= Jim McQuaid =

Irish road racing cyclist and sports administrator

James K. McQuaid (1920 – 16 September 1991) was an Irish road racing cyclist and later cycling administrator, coach and team manager from Dungannon, County Tyrone, Northern Ireland, for most of his life based in Dublin, Ireland. From a family that became prominent in Irish cycling, he raced competitively, co-founded a cycle racing club. and served on the committee of the national cycling federation.

==Life==
McQuaid was born in 1920 in Dungannon, Co. Tyrone, with one elder brother, and a sister. A Roman Catholic, he married a Protestant, and due to the atmosphere at the time in Northern Ireland they decided to move to Dublin in 1948, as Jim's elder brother Paddy had done a year earlier. Jim set up a greengrocery, with a small bakery, in the small district of Ballygall, between Glasnevin and Finglas in the northwestern Dublin suburbs. Jim and Madge McQuaid continued to live in Dublin, and had seven sons and three daughters.

===Cycling career===
McQuaid and his brother Paddy had already been racing in Northern Ireland, in both track and road disciplines, and continued in their new home, both seeking national and international competition. In 1949, Paddy was a key driver in the foundation of Ireland's new internationally recognised cycling federation, CRÉ, partly to ensure access to international competition, and Jim was also involved.

Jim and Paddy McQuaid founded a cycle racing club, Emerald Cycling Club (sometimes Emerald Cycle Racing Club), in late 1949. They kept it small and selective, aiming for high race performance; the club survived until the late 1990s, racing nationally and internationally.

====National competition====
McQuaid raced competitively from the 1940s to the early 1960s. He participated in National Athletics and Cycling Association, Athletics Board and club races, initially racing for Harp Cycle Club, and later participated in events approved by the CRÉ, and raced under Emerald club colours. He won a range of national titles, at distances from 440 yards to 200 kilometres, including the Grand Prix of Ireland six times between 1951 and 1961, and a number of annual club prizes, such as the Hercules Challenge Club of the Dublin Wheelers.

====International competition====
McQuaid competed in the World Championships in six countries, including each year from 1951 to 1954. He was also selected for the 1948 Olympic Games but internal disputes in Irish cycling and the position of the international governing body regarding these prevented his actually participating.

McQuaid was also selected, for example, to a joint team from Ireland (CRÉ) and Northern Ireland (NICF) in 1953, to compete in both road race and sprint competitions in Zurich.

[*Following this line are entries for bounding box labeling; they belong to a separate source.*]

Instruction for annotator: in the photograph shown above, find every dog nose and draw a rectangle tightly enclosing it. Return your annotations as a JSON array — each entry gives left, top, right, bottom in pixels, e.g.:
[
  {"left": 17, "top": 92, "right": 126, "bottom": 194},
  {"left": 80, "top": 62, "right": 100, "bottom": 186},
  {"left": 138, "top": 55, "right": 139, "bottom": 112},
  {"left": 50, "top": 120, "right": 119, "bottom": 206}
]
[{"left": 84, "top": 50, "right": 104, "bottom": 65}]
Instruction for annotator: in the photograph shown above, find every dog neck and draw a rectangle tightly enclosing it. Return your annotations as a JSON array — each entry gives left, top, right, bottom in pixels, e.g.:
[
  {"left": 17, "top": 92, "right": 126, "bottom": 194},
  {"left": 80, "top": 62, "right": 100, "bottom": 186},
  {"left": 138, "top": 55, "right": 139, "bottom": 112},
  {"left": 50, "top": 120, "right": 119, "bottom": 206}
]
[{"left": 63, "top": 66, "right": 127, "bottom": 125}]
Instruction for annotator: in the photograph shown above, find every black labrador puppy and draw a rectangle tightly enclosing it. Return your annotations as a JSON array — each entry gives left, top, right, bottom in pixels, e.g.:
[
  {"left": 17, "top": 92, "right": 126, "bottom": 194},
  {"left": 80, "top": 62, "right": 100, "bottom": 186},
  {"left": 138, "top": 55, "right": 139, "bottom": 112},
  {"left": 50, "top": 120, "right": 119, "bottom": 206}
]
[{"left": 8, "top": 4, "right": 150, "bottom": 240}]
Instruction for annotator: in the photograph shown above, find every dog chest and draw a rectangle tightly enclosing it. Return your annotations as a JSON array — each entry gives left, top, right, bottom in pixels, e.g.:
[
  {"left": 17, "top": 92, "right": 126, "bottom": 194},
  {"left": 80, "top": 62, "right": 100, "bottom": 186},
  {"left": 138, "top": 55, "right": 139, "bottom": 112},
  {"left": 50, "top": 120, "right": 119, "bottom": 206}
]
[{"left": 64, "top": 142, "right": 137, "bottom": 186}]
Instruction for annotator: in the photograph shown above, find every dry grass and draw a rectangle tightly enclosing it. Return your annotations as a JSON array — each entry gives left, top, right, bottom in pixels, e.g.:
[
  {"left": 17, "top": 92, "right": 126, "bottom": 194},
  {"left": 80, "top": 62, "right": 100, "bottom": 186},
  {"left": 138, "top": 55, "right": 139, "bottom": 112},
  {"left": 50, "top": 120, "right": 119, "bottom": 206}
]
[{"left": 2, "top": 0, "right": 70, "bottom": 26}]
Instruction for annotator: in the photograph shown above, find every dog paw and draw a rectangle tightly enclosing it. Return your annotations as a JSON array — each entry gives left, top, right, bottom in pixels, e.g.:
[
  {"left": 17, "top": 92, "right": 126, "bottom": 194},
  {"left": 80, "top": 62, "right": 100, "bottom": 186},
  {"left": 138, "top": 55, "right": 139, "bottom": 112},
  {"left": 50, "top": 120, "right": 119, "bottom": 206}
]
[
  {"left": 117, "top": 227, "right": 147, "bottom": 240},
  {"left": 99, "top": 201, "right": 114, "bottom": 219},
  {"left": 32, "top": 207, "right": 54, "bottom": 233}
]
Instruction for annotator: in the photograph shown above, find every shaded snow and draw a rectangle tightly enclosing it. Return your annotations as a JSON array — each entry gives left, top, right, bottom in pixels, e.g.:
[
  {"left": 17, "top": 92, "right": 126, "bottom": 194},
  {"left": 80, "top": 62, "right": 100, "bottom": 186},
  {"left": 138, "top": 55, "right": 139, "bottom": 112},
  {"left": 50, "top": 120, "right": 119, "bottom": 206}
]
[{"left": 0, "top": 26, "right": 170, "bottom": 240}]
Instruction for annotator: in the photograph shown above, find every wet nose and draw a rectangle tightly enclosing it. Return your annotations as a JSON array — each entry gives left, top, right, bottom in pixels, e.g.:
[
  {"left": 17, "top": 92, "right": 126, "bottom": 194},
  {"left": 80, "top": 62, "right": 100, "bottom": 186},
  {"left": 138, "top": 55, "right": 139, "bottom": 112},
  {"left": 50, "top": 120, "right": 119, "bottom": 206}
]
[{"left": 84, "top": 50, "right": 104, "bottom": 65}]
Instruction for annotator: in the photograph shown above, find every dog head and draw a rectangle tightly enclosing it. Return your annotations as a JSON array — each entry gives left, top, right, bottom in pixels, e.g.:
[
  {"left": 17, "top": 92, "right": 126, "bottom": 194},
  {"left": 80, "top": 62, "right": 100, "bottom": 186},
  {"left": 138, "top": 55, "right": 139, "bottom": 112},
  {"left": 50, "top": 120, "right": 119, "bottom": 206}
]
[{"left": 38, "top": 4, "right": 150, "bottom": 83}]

He retired from competitive cycling in 1963.

====Sport administration and team management====
In 1958 McQuaid also became involved in the national administration of cycling, securing election as an ordinary committee member of the internationally recognised cycling federation, the CRÉ. In 1959 and 1960 he was elected as Track Racing Secretary, and he later served again as a committee member. After a gap he ran for the post of International Secretary for 1974, serving for a year; running for 1974, he lost to the national executive's first female member, Elizabeth Corcoran, but he served one more term in that role, elected in November 1977.

McQuaid also managed teams representing Ireland for international events, including the Olympic Games (in Mexico in 1968) and the Tour of Britain.

===Commercial activities===
Oliver McQuaid founded McQuaid Cycles in 1974, and over time it had shops at at least four locations across Dublin (the family also had a wholesale bike import business); the original shop, in Ballygall, between Glasnevin and Finglas, remains in business, as of 2019.

==Personal life==
The McQuaids' children all became involved in Irish cycling affairs, all seven boys cycling competitively, and the three girls becoming involved in race promotion and marketing. Six of the boys competed internationally, including at the Olympics, and the eldest, Pat, progressed to a short professional career, a longer career in coaching and national administration, and eventually headed the world governing body for cycling, the UCI, for two terms.

Having lived in Ballygall for many years, Jim and Madge McQuaid moved to Bettyglen, Raheny. Jim McQuaid died at home on 16 September 1991, survived by his wife, children, grandchildren, brother and sister. His funeral was held at Raheny's Church of Our Lady Mother of Divine Grace and he is buried in St Fintan's Cemetery, Sutton.

Emerald Cycling Club promoted a Jim McQuaid Memorial road race in his memory, from at least 1996 to at least 2001.